Last night, though, this happened:
- Evening yoga class
- Came home and had a delicious roast dinner
- Watched an hour of Johnny English (those movies make me laugh however many times I watch them) over dinner/after
- Went upstairs, brushed my teeth, got into bed
- Started reading articles on my laptop, and then watching Netflix on my screen in bed (my little bro recently got me hooked on “Making a Murderer”, I’m not particularly one for binge-watching shows but man this is good)
Went to sleep about 1.30am, woke up at 7.15am when alarm went off, groggy, floated in and out of sleep until I leapt out at 7.40am as I had something to get to for 8am, which I then had to re-schedule as I was running late.
I'll say this again. For human beings and especially sensitive human beings, the fundamentals in life tend to be extra-important and sleep is one of those crucial fundamentals, arguably the biggest as it's a basic need and have you ever gone 2 or 3 days on the trot without sleep... it isn't pretty and it is most definitely *not* good for one's mental health. Just ask Arianna Huffington.
This is what a restful night does for me:
- An awesome start to the next day, feeling fresh (oh, nothing in the world could replace that joyous feeling of being well-rested and ready to go)
- Even though I've gotten better at not letting a blip ruin my whole day, there's no doubt about the fact that starting my day well is a big advantage for me, and sleep helps me to do that (see below)
- I feel more calm, level, measured, and able to focus / less likely to deviate for the tasks I want to do that day (e.g. more clearheaded and willing to calmly flow into creative task mode rather than jumping into emails/darn social media)
It's very difficult to put into words exactly the benefits a restful night's sleep has for me, but it is worth it’s weight in gold.
According to scientists, most of us clearly favour one end of the “morning lark” <-> “night owl” spectrum.
My feeling is that I am more of a night owl than a morning lark, but I wonder if that's because I'm so used to feeling tired and not getting the sleep I need (8-9hrs, I need my sleep) that I am groggy when waking, especially during the 5 years I had working in the city and being constantly exhausted.

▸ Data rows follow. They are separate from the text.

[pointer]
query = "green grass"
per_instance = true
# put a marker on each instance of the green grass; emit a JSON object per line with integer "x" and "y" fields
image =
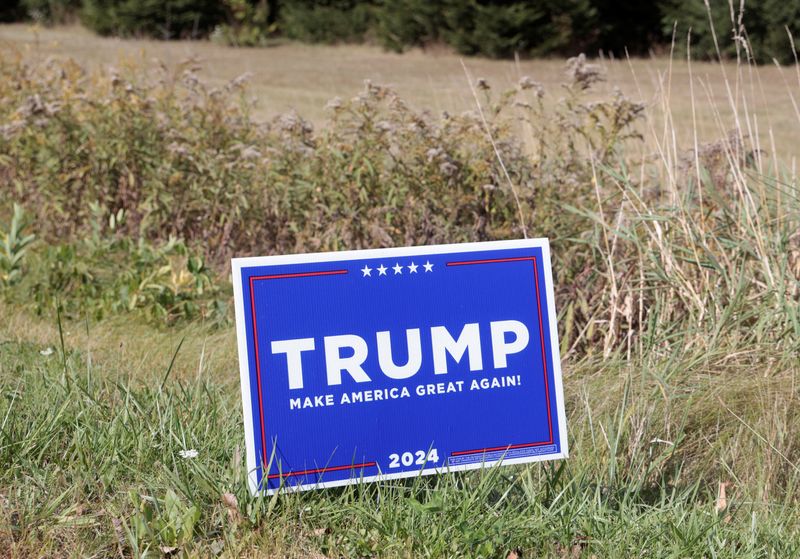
{"x": 90, "y": 466}
{"x": 677, "y": 269}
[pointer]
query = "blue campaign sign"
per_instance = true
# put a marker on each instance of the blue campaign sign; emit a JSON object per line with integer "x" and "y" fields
{"x": 388, "y": 363}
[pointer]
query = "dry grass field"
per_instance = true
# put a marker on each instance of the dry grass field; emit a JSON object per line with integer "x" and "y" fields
{"x": 675, "y": 227}
{"x": 305, "y": 77}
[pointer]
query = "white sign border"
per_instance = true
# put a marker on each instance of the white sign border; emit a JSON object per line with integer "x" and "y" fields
{"x": 237, "y": 264}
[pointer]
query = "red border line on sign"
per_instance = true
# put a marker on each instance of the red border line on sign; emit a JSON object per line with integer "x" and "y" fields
{"x": 544, "y": 356}
{"x": 264, "y": 460}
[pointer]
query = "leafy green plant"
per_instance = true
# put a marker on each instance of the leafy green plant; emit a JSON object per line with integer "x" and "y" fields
{"x": 161, "y": 526}
{"x": 14, "y": 248}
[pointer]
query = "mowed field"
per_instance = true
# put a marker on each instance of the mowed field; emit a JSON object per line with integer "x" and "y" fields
{"x": 676, "y": 255}
{"x": 305, "y": 77}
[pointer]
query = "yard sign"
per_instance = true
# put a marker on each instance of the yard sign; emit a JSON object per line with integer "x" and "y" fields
{"x": 390, "y": 363}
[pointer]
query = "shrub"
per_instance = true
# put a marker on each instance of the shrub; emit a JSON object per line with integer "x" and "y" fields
{"x": 757, "y": 32}
{"x": 186, "y": 162}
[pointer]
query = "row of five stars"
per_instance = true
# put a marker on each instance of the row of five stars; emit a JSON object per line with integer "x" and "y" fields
{"x": 398, "y": 269}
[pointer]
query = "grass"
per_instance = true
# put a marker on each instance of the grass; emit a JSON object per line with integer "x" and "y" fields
{"x": 90, "y": 459}
{"x": 305, "y": 77}
{"x": 679, "y": 313}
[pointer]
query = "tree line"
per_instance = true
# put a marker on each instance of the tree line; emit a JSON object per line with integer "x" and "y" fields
{"x": 492, "y": 28}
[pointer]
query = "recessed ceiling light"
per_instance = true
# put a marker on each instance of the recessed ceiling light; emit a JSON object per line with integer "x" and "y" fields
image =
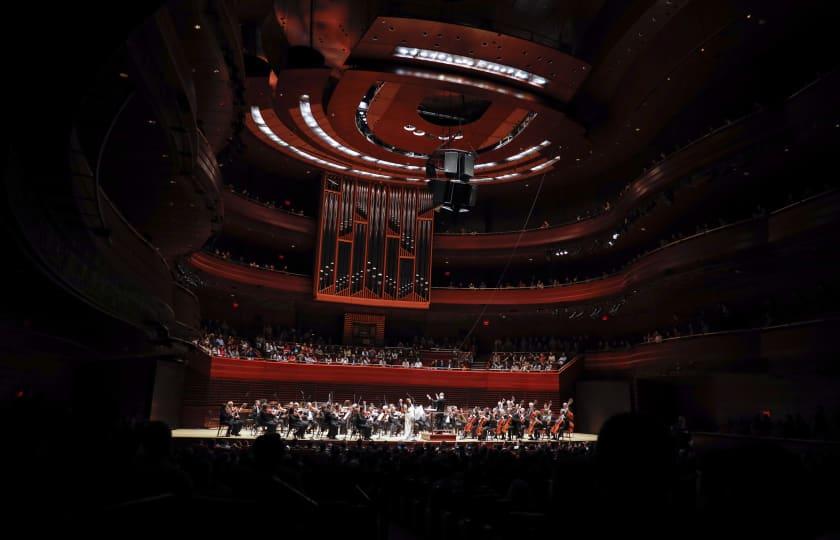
{"x": 467, "y": 62}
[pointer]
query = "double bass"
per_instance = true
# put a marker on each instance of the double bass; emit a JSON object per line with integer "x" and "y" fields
{"x": 570, "y": 418}
{"x": 480, "y": 432}
{"x": 468, "y": 429}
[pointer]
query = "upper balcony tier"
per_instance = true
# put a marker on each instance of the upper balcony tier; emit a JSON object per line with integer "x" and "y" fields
{"x": 813, "y": 217}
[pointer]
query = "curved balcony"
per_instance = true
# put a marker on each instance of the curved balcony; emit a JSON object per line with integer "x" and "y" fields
{"x": 215, "y": 380}
{"x": 720, "y": 349}
{"x": 722, "y": 243}
{"x": 277, "y": 228}
{"x": 709, "y": 149}
{"x": 248, "y": 275}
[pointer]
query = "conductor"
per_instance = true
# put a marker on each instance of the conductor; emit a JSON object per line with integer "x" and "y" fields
{"x": 439, "y": 404}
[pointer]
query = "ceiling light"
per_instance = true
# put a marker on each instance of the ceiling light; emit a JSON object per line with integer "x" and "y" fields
{"x": 309, "y": 119}
{"x": 456, "y": 60}
{"x": 256, "y": 115}
{"x": 545, "y": 164}
{"x": 365, "y": 173}
{"x": 528, "y": 151}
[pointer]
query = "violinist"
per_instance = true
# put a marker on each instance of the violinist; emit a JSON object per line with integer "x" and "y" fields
{"x": 267, "y": 419}
{"x": 331, "y": 421}
{"x": 360, "y": 423}
{"x": 515, "y": 429}
{"x": 229, "y": 416}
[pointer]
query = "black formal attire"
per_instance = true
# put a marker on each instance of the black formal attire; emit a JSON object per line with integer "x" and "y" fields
{"x": 269, "y": 421}
{"x": 440, "y": 408}
{"x": 362, "y": 426}
{"x": 331, "y": 421}
{"x": 229, "y": 420}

Come Friday's, especially if I'd gone for drinks the night before, I could barely barely function. And, for me, having a day that isn't productive in some manner is very demoralising.
Also, as a last-minuter I think that sometimes, come the end of the day, I know that it’s crunch-time so I really ought to get things done. But then again, the night-time provides a feeling of gentle and quiet solace for me, and I seem to find flow more easily. This can be the case early in the morning, too, especially when well-rested… I write best, as Michaela Chung once put it during a Skype call we had, at the edges of the day.
Even if I am genetically more of a night owl, for me that should *at most* be an excuse to get some creative work (for me, writing) done. NOT an excuse to watch television or do stuff on my laptop, even if it is stuff that is serving my personal growth (e.g. articles, interacting with a couple of communities I am part of, and so forth). And even if I am in beautiful, flow creation mode, if I sleep at 1am or 2am or 3am, that isn't gonna help me at all the next day because. Whether I like it or not, I gotta show up and work at my day-job.
It's been cathartic to write this. Clarity-inducing even. I hope I manage to stick to it. Take it on board. And get to bed at a reasonable hour (I'm not even putting a limit on it, maybe I should, let's say 11pm), no matter *what* happens.
I feel tired. And you know what? It serves me right.